As alterações do clima já não são uma possibilidade futura. Tormentas, calorão, secas e enchentes estão cada vez mais fortes e comuns. Tragédias recentes apontam que os municípios margeando o Atlântico são ainda mais sujeitos ao mau humor climático, causado por poluentes que reforçam o efeito estufa e elevam a temperatura planetária.
Do fim de 2021 ao início deste ano, tempestades arrasaram o sul da Bahia. Milhares de pessoas ficaram desabrigadas e feridas. Em abril, chuvaradas levaram bairros e vidas humanas em Angra dos Reis (RJ). Em agosto, um ciclone destelhou casas e prédios, danificou embarcações e entulhou as ruas de Itapoá (SC).
Tais episódios se encaixam num estudo da Carbon Disclosure Project, Ong que ajuda cidades e empresas a divulgar seus impactos ambientais, apontando que quatro em cada cinco cidades no mundo já enfrentam ondas de calor e inundações. Mas os prejuízos não se restringem às urbes. Populações rurais e tradicionais também são vítimas.

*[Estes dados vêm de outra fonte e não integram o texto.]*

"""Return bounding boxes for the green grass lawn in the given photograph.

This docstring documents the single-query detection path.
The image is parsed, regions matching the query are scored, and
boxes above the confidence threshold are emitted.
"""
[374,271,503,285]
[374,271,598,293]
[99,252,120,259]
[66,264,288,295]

Pescador artesanal na Reserva Extrativista de Canavieiras, na Bahia, Carlos Alberto dos Santos, o “Carlinhos”, conta que a crise do clima mudou regimes de chuvas e de ventos, a reprodução e a migração de peixes como dourado e guarajuba, a quantidade e a variedade das espécies pescadas. “As mudanças climáticas já estão aqui”, avisa.
“Isso complicou nossa capacidade de perceber as mudanças no tempo. Interferiu muito na vida de comunidades em todo o litoral brasileiro”, completa Santos, um dos coordenadores da Comissão Nacional de Fortalecimento das Reservas Extrativistas e Povos Tradicionais Extrativistas Costeiros e Marinhos (Confrem).
Enfrentar tais cenários em municípios litorâneos pede maior proteção de dunas, praias, restingas, mangues e demais áreas naturais. Isso amenizará o calor, conterá a intensidade dos ventos e fará frente à subida do mar pelo derretimento de gelo estocado na Groenlândia e nos polos sul e norte, com a subida da marca no termômetro global.
Todavia, as reservas litorâneas não são bem distribuídas e não protegem certas regiões biodiversas ou mais populosas. Os dados são de uma análise exclusiva de ((O))Eco sobre a extensão e a qualidade da proteção ambiental nos 280 municípios defronte ao mar no país. A lista é do Instituto Brasileiro de Geografia e Estatística (IBGE) e tem 14 capitais.
O painel de cientistas do clima das Nações Unidas, o IPCC, avisa que o nível do mar já subiu 20 cm no século passado e, a cada 15 cm adicionais, cresceria em 20% o número de pessoas sujeitas a inundações. Sem ações reais contra a crise climática, em 2100 o mar pode estar 1,3 metro acima da cota atual.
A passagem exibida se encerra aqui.